The dank smell of the trenches, and the terrible sucking sound of the mud upon boots and legs. The voice of the wind, dismal, among the trees—far away and just visible in this pale glimmer of light the towers of the ancient city rising up like a benediction.
And along the roadway this prancing column with stiffened knees and pointed toes dancing heavily to death. Brave men indeed, and iron discipline—but can the mind of free man contemplate them without amazement that is near akin to ridicule? If a man must go to death let him go easily. Our soldiers gazed in astonishment, scarce understanding what they saw, and then on a sudden the hail of shells was unloosed upon the Prussian Guard, and the work of butchery was begun.

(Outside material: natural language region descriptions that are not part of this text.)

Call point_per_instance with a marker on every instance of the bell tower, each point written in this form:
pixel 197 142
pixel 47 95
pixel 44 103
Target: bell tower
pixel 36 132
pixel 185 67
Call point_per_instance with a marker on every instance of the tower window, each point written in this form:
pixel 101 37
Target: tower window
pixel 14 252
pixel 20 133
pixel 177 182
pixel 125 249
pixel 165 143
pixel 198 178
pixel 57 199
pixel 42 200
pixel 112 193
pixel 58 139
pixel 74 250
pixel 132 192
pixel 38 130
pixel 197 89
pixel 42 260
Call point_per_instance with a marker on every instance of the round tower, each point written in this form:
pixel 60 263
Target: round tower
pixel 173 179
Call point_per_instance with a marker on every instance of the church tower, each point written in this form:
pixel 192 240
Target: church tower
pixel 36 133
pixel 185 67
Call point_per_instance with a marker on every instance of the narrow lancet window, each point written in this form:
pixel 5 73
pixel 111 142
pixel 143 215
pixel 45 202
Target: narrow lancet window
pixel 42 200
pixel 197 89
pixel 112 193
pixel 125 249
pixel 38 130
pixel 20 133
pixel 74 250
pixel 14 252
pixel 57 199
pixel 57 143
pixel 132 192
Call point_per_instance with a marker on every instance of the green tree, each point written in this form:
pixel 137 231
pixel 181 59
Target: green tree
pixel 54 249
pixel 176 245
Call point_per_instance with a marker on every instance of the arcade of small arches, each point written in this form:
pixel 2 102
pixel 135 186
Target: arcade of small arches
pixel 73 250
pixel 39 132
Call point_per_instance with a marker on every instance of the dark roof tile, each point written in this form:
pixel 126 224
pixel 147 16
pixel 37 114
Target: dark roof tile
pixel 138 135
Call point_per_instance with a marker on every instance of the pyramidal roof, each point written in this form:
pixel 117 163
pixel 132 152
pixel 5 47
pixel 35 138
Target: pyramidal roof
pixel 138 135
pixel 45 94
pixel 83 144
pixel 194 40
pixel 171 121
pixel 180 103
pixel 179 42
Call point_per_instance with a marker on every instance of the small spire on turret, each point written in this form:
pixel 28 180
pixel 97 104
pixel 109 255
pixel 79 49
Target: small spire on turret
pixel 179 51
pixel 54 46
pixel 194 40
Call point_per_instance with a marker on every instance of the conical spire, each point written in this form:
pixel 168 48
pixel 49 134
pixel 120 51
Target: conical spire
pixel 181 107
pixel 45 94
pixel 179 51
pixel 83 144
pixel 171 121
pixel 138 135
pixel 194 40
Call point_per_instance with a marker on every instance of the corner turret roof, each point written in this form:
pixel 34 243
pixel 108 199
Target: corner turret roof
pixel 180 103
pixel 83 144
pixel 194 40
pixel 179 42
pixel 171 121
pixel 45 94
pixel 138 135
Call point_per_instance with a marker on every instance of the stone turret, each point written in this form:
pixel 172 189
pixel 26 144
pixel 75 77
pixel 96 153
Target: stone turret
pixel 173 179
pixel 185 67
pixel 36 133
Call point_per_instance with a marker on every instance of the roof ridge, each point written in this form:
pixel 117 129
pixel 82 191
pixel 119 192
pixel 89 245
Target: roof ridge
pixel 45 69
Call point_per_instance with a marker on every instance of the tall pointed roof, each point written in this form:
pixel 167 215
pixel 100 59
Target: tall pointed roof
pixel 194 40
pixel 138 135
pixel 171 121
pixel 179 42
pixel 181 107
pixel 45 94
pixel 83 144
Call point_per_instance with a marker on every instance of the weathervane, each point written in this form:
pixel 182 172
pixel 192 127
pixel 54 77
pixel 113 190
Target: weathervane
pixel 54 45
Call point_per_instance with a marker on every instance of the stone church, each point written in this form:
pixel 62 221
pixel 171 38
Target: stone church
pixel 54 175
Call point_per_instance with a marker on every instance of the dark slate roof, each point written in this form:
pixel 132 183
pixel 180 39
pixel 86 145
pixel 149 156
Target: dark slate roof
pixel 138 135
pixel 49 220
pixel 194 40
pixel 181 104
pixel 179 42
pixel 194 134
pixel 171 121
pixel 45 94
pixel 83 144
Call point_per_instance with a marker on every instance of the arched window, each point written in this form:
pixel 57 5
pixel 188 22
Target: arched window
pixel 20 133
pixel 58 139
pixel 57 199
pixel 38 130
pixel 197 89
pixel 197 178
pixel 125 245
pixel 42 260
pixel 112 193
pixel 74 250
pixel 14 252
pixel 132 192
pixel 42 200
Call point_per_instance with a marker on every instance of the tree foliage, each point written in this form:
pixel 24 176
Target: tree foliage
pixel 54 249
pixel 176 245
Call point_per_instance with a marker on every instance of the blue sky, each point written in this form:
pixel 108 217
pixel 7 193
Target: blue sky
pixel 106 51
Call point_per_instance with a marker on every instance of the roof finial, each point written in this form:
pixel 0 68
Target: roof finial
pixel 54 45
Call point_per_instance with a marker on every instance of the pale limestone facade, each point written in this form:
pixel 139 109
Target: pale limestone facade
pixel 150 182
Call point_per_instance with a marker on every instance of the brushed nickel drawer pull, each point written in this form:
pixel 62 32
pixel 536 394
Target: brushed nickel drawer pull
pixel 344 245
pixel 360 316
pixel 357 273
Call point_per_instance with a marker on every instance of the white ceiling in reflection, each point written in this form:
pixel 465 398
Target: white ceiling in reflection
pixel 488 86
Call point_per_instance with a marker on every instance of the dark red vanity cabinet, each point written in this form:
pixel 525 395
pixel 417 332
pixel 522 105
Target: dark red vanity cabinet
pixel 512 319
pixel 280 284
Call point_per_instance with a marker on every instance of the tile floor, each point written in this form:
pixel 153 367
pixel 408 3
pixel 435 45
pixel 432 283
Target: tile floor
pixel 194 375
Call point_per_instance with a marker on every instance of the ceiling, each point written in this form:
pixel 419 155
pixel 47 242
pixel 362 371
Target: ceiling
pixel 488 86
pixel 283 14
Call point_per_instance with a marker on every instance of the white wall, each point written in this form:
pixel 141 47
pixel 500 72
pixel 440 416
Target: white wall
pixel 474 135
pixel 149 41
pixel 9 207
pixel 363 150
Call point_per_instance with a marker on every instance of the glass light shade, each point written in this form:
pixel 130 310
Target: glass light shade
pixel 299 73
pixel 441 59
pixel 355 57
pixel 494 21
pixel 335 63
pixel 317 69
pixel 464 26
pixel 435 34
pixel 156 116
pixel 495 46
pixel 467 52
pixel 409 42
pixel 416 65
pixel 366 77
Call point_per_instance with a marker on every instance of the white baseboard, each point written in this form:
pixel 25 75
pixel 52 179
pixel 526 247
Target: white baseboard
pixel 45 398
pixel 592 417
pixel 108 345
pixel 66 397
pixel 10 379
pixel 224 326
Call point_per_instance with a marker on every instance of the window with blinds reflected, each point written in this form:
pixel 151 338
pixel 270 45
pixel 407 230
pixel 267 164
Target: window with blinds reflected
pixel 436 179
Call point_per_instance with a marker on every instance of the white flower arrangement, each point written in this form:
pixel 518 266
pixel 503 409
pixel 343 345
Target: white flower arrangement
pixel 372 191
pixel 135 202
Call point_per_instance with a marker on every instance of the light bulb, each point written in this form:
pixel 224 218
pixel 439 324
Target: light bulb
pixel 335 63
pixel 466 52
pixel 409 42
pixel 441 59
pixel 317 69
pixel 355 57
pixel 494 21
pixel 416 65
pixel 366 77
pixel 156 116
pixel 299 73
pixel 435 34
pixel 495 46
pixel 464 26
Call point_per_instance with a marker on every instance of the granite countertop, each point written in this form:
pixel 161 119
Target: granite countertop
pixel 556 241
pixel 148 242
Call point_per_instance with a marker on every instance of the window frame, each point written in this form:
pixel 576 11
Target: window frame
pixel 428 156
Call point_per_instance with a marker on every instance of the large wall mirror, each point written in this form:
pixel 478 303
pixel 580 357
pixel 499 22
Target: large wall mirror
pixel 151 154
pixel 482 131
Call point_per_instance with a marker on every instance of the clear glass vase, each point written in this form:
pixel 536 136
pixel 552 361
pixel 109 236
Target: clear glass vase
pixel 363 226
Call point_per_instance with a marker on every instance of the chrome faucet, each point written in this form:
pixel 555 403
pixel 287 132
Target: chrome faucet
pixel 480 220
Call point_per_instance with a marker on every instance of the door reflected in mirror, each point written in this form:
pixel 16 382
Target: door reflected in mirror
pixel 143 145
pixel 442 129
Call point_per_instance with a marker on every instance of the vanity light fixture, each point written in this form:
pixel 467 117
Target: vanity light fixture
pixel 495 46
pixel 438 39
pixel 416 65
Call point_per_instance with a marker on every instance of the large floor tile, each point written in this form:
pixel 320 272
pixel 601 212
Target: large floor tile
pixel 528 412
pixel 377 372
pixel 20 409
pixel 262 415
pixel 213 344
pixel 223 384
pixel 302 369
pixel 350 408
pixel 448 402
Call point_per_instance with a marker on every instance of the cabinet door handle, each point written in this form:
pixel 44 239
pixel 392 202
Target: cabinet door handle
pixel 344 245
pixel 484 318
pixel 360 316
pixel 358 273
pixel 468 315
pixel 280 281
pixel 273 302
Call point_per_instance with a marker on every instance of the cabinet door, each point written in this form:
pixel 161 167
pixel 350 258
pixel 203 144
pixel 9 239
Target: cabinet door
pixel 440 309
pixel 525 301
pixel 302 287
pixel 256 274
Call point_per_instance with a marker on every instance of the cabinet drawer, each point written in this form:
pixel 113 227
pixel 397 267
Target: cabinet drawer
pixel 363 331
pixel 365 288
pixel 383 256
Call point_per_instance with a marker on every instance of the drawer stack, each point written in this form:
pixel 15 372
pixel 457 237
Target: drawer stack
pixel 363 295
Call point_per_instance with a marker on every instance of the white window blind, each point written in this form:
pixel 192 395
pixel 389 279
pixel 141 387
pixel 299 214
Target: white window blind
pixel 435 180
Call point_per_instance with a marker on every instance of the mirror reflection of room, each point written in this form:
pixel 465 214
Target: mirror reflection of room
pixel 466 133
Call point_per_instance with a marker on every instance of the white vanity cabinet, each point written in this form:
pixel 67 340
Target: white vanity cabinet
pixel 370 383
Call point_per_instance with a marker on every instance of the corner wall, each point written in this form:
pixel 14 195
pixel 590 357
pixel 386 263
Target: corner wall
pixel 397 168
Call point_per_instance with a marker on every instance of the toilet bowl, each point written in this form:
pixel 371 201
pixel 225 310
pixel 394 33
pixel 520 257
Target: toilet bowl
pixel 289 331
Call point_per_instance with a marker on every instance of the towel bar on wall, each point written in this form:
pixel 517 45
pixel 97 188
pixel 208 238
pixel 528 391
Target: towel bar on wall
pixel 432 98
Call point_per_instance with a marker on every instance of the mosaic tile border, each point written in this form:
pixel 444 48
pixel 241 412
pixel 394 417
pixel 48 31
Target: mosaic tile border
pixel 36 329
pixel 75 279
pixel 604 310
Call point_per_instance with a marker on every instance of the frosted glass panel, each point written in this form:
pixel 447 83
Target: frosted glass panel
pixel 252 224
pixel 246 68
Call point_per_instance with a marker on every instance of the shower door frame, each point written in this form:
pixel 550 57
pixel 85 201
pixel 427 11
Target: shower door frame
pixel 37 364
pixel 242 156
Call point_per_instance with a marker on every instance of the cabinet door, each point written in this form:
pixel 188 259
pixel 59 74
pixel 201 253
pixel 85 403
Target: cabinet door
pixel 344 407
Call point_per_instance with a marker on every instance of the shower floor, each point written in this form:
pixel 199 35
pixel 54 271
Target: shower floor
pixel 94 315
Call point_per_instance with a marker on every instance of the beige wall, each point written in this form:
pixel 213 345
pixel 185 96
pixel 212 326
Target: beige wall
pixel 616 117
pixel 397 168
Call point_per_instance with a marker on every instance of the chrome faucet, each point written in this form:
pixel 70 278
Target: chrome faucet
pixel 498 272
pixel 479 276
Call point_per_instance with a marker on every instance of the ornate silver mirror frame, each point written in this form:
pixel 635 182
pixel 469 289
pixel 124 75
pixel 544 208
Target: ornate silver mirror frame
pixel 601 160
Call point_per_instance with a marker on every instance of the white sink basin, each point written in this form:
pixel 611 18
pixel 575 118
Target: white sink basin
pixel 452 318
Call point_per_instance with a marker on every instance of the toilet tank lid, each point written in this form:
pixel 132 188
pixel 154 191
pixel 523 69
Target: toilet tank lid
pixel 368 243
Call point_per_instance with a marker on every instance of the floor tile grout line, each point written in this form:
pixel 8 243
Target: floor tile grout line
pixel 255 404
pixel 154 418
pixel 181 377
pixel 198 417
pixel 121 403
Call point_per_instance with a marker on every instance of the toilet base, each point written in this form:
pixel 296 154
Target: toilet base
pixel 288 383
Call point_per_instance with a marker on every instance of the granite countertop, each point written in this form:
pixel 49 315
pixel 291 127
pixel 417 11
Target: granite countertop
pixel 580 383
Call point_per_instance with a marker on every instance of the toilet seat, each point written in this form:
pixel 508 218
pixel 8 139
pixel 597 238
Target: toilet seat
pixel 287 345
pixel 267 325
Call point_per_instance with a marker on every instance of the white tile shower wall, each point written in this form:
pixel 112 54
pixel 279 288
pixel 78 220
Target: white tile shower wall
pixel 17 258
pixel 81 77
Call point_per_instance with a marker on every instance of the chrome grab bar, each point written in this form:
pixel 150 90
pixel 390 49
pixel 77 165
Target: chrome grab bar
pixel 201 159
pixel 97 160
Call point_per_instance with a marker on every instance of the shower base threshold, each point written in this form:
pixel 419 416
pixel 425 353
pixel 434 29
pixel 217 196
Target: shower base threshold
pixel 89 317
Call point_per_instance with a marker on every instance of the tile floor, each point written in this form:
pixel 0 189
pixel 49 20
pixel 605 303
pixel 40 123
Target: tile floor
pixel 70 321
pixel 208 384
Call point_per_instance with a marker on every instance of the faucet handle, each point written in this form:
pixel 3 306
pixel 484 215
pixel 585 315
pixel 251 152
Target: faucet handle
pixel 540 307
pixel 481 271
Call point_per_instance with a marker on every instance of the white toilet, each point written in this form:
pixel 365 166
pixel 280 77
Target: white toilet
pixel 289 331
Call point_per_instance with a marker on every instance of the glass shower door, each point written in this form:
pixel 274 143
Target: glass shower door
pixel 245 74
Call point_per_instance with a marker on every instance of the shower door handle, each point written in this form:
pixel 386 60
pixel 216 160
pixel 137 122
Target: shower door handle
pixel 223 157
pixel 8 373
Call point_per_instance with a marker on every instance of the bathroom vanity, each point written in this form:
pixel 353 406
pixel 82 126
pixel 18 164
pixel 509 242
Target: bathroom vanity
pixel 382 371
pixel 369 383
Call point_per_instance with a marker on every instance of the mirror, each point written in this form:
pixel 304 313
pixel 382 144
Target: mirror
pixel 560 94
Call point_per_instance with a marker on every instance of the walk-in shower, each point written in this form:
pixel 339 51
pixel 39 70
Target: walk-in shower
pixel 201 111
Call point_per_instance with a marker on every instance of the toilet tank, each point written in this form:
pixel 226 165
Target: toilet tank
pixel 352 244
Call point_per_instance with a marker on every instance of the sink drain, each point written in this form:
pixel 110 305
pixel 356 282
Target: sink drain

They came by the road from Menin—the road that is paved with the bodies of the brave and cemented together by their blood, and though their sublime courage carried them through the lines of our army in some places it was upon the road from Menin that they perished. The guns pounded them, the bullets mowed them down, the bayonets drank of their blood. Broken and withered they were cast back again—the remnant that remained—to the feet of their Imperial Master, whose behest they had so signally, yet so nobly, failed to accomplish. . . .
The Battle of “Hanging On” is ended, and the long winter comes bitterly to the plain before Ypres city, where in other days good husbandmen prepared the soil over against the coming of spring. Another husbandman has these fields now in his keeping, and his harvest is rich under the weeping skies.